Se echó hacia atrás en la silla, cruzó las piernas, juntó las yemas de los dedos y comenzó en tono monótono:
—La diplomacia secreta, que dicho sea de paso casi siempre es una mala política, no les concierne a ustedes. Será suficiente decirles que, en los primeros días de 1915, se redactó un documento. Era el resumen de un acuerdo secreto o un tratado, como quieran llamarlo.
»Estaba listo para ser firmado por diversos representantes y se guardaba en Estados Unidos, que entonces era un país neutral. Fue enviado a Inglaterra con un mensajero especial escogido para ese fin: un joven llamado Danvers. Se esperaba que todo aquel asunto se mantuviera en secreto y que nada trascendería. Con esa clase de esperanza muy a menudo se sufre una decepción. ¡Siempre hay alguien que habla!
»Danvers embarcó para Inglaterra en el Lusitania. Llevaba los preciosos papeles en un envoltorio impermeable. Durante aquel viaje, el Lusitania, como saben, fue torpedeado y hundido.
»Danvers estaba en la lista de los desaparecidos. Al fin su cadáver apareció en la playa y fue identificado sin ningún género de dudas. ¡Pero el paquete había desaparecido!
»La pregunta era: ¿se lo habían quitado, o él mismo lo entregó a alguien para que lo custodiara? Había algunos indicios que sustentaban esta última teoría. Después de que los torpedos alcanzaran el barco, y durante los momentos en que fueron arriados los botes salvavidas al mar, Danvers fue visto hablando con una jovencita norteamericana. A mí me parece muy probable que le confiara el sobre creyendo que ella, por ser mujer, tenía muchas más probabilidades de llevarlo a tierra.
»Pero de ser así, ¿dónde está esa muchacha y qué ha hecho del sobre? Según las últimas noticias de Estados Unidos parece ser que Danvers fue seguido muy de cerca. ¿Es que acaso esa joven estaba asociada a sus enemigos? ¿O tal vez también fue seguida, engañada, o quizá obligada a entregar el preciado documento?
»Nos dispusimos a buscarla, cosa que resultó en extremo difícil. Su nombre era Jane Finn y aparecía en la lista de supervivientes, pero es como si se hubiera desvanecido en el aire. Sus antecedentes nos han ayudado muy poco. Era huérfana y había sido maestra de párvulos en una escuela del Oeste de Estados Unidos. Se le había expedido un visado para París, donde iba a trabajar en un hospital. Se había ofrecido voluntaria y, después de cumplir los trámites de rigor, fue aceptada. Como aparecía en la lista de supervivientes del Lusitania, en el hospital se extrañaron mucho de que no se presentara, ni supieran de ella.
»Pues bien, se hizo todo lo posible por encontrarla, pero todo fue en vano. Le seguimos la pista a través de Irlanda, pero la perdimos en el momento en que pisó Inglaterra.

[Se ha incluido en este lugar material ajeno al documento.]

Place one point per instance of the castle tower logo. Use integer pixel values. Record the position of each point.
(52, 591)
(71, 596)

»Nadie ha utilizado el documento, como hubieran podido hacer con toda facilidad y, por tanto, llegamos a la conclusión de que Danvers, después de todo, lo habría destruido. La guerra entró en otra fase, el aspecto diplomático cambió y el tratado no volvió a mencionarse nunca. Los rumores de su existencia fueron desmentidos. La desaparición de Jane Finn cayó en el olvido y el asunto quedó archivado.
Carter hizo una pausa y Tuppence intervino, impaciente:
—¿Por qué ha vuelto a surgir ahora? La guerra ha terminado.
En el rostro de Carter apareció una expresión de alerta.
—Porque parece ser que el documento no fue destruido y podría reaparecer en la actualidad con una nueva y fatal importancia.
Tuppence le miró asombrada y Carter asintió.
—Sí, cinco años atrás ese tratado era un arma en nuestras manos; hoy se ha vuelto contra nosotros. Fue una equivocación enorme. Si se hiciera público, podría significar un desastre y posiblemente otra guerra. Y esta vez no contra Alemania. Es una posibilidad extrema y yo no creo en ella, pero ese documento implica, sin duda alguna, a un buen número de nuestros hombres de Estado que no pueden ser desacreditados en estos momentos. Como propaganda para los laboristas sería irresistible y, en mi opinión, un gobierno laborista en este momento sería una desgracia para el comercio británico, pero eso es una minucia comparado con el verdadero peligro.